Gradually, however, she began to see her future in choreography, although she continued to dance for several years. “Five years ago, my legs and arms and body were the reason for my work,” he told The Times in 1977, “and now it’s my mind and my mind.”

His career took a turn in 1972 when he helped found the Theater Dance Collection, a company that used storytelling, poetry and song with the goal of “changing the image of dance, making it entertainment and art,” said The Times. With little interest in the intellectual boundaries of dance, its founder called himself “derrière-garde”.

He later carved a niche in Hollywood – not to mention 1980s lore – by setting the stage for Kevin Bacon’s famous acrobatic solo dance in “Footloose” (1984), a comedy by Herbert Ross about a Midwestern teenager who goes his own way. -repression of the city.

In addition to her son, Mrs. Taylor-Corbett is survived by five sisters, Sharon Taylor Talbot, Kelly Taylor, Janny Murphy, Leslie Taylor and Kathleen Taylor. Her marriage to music executive Michael Corbett ended in divorce in 1983.

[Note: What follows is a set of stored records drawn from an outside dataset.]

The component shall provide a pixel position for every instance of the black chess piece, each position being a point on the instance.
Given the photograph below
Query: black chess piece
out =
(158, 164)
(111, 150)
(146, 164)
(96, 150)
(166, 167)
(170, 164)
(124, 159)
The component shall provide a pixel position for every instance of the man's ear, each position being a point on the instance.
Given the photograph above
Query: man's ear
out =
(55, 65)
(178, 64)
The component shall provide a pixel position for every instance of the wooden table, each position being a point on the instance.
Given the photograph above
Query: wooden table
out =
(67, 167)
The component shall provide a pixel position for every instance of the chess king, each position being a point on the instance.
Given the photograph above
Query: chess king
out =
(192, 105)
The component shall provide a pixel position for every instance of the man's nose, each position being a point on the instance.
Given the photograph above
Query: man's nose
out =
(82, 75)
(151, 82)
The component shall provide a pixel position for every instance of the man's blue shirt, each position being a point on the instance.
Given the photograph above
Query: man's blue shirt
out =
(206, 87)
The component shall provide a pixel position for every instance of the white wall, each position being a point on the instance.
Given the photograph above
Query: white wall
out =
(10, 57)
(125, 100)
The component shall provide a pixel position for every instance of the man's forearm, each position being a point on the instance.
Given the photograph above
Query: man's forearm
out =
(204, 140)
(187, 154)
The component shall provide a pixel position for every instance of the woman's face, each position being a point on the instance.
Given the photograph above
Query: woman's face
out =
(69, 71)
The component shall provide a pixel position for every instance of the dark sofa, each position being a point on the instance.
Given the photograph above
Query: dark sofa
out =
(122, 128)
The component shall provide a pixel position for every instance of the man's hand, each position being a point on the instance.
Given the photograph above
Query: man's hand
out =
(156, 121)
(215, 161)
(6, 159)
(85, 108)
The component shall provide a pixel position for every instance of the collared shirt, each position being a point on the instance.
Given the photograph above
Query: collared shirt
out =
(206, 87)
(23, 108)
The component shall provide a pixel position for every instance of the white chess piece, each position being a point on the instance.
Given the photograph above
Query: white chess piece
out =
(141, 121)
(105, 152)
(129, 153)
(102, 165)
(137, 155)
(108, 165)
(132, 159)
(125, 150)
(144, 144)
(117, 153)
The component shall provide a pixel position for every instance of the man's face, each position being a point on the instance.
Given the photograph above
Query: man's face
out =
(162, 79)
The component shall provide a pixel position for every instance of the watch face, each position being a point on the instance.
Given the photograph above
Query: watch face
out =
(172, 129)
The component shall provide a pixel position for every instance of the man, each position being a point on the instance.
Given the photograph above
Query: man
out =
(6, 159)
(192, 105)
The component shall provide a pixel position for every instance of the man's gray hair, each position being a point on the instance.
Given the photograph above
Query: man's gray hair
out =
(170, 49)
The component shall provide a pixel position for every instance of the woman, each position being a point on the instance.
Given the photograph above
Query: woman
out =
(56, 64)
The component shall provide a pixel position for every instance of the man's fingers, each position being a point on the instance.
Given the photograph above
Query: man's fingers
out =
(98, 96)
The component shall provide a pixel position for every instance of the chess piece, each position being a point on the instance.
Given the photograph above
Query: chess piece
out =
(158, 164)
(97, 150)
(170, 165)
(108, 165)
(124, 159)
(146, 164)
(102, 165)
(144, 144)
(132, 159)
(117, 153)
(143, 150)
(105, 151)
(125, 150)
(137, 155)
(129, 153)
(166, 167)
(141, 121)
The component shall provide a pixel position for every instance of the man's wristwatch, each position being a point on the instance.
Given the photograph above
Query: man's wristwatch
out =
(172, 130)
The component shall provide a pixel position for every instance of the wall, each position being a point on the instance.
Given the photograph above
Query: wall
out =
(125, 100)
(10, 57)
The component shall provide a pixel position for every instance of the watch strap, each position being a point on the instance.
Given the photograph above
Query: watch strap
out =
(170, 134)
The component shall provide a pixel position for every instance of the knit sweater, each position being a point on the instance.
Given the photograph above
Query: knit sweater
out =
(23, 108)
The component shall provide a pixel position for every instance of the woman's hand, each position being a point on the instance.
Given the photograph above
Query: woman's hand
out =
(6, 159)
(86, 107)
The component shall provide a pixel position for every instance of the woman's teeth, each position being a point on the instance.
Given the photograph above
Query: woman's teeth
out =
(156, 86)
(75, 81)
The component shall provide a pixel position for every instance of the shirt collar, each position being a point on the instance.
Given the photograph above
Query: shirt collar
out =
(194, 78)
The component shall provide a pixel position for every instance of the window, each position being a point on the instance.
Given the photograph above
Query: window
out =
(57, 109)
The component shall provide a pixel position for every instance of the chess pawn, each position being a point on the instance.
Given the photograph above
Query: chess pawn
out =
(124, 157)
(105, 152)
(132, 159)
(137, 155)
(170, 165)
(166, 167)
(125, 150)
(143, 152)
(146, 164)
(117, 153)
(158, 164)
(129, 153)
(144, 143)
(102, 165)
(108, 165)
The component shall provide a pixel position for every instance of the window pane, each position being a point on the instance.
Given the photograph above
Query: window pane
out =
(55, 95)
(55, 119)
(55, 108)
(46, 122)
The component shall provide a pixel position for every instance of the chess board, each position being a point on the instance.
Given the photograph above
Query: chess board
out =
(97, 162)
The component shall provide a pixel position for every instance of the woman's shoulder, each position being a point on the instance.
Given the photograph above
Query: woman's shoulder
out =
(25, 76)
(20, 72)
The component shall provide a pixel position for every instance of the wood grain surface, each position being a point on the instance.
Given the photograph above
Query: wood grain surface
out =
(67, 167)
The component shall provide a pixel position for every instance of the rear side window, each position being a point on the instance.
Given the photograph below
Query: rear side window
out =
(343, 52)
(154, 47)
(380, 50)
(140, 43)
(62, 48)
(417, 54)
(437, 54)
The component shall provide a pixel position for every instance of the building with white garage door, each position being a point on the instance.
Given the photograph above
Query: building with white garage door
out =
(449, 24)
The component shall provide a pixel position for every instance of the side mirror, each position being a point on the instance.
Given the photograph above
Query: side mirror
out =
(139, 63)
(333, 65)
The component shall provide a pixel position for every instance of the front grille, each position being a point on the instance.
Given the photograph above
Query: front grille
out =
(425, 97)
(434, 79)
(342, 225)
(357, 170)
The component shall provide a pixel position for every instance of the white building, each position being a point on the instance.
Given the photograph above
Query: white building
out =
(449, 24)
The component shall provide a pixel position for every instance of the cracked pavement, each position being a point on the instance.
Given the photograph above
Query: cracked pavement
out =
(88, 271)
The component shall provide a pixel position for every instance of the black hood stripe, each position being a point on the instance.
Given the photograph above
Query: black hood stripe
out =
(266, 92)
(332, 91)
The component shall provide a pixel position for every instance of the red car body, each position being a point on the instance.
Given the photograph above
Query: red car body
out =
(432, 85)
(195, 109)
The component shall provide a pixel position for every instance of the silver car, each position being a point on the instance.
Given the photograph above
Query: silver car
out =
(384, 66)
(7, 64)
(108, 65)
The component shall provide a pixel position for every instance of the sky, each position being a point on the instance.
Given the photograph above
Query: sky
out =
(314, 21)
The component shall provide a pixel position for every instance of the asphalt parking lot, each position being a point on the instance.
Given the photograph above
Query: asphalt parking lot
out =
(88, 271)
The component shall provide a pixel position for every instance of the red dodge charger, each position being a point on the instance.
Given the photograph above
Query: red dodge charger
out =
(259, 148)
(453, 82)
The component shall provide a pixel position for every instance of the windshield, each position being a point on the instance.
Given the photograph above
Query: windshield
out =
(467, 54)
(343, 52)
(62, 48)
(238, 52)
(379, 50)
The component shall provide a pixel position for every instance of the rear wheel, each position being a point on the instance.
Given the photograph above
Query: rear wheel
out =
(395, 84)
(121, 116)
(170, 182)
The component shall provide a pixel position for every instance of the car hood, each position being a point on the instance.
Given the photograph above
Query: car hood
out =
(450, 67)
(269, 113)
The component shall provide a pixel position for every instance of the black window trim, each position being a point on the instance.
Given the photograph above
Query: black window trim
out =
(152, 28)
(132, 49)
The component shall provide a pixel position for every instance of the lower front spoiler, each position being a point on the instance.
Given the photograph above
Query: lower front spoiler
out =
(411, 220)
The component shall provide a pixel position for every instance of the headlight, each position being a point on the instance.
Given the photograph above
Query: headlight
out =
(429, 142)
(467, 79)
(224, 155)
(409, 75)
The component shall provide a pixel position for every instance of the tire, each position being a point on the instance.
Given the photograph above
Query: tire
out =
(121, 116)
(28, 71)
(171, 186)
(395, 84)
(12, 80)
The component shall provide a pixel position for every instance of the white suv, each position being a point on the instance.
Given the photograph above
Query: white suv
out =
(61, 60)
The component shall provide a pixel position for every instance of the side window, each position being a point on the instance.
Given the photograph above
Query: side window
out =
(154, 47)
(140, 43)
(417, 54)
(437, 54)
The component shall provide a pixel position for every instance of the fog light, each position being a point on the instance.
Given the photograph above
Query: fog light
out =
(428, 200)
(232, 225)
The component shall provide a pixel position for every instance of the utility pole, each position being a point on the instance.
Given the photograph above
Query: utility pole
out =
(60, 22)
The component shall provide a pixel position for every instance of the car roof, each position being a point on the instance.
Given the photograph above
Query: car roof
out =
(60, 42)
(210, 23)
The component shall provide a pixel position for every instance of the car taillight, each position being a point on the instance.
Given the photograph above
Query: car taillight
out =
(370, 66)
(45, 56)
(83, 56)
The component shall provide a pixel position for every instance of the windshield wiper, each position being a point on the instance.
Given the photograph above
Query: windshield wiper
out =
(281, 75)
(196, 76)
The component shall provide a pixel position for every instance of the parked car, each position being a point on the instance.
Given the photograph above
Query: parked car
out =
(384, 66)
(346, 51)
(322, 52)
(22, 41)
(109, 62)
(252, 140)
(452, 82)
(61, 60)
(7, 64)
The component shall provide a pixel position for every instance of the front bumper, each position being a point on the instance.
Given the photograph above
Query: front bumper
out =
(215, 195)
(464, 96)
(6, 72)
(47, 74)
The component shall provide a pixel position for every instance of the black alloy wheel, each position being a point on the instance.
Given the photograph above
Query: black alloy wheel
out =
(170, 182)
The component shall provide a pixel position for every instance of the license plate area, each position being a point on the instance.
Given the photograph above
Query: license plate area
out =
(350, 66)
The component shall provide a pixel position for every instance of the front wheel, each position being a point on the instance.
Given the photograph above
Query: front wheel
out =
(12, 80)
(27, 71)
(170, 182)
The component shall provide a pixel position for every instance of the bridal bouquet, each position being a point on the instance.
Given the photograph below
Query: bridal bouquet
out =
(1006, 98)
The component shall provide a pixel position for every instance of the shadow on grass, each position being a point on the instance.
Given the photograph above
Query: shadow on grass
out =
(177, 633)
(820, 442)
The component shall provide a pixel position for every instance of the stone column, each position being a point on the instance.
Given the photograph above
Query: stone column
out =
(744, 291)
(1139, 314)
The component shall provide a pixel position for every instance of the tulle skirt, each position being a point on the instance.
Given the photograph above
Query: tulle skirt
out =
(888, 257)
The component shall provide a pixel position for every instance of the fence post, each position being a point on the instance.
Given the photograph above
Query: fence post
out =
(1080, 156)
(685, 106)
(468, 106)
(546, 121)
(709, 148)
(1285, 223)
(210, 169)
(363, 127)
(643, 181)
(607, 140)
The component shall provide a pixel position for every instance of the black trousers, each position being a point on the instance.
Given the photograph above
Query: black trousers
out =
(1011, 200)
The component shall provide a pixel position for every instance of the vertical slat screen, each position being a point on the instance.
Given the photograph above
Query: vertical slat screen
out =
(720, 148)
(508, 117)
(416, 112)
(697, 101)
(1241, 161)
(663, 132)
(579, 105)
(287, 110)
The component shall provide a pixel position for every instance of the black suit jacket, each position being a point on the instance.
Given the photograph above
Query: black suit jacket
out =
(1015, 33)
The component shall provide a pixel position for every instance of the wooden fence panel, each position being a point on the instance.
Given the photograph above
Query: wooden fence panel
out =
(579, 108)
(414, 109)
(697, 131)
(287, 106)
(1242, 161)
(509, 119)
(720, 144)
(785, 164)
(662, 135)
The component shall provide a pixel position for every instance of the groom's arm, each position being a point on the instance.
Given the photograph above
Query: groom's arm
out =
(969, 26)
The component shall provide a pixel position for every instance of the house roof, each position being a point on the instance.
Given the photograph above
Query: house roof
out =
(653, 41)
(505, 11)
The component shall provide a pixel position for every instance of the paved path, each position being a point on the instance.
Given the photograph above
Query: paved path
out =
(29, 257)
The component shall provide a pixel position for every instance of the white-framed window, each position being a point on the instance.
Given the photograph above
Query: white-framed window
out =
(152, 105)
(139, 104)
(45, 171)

Ms. Taylor-Corbett has worked with ballet companies around the world, including more than 25 years with the Carolina Ballet in Raleigh, N.C. In 2009, she was nominated for a Drama Desk Award. for the choreography for “My Vaudeville Man!,” he. which he also led.

In recent years, Ms. Taylor-Corbett has become obsessed with “Distant Thunder,” a Native American-themed musical she created with her son, a Broadway actor himself, who starred in the production. Off Broadway which had a limited run last fall.

“Distant Thunder,” which features actors of Native descent, centers on a member of the Blackfeet Nation who was removed from tribal land as a boy, only to return years later as a successful lawyer with an ambitious plan. The subject matter goes far beyond his previous life experiences, but Shaun Taylor-Corbett says his mother was always looking to push past her comfort zone to tell new stories.

“Every life requires some creativity,” Ms. Taylor-Corbett said in a 2024 video interview, “but the life of an independent artist requires constant creativity. I mean, how do each of us become who we are? I believe it’s important to tell our stories, and leave whatever wisdom we can.”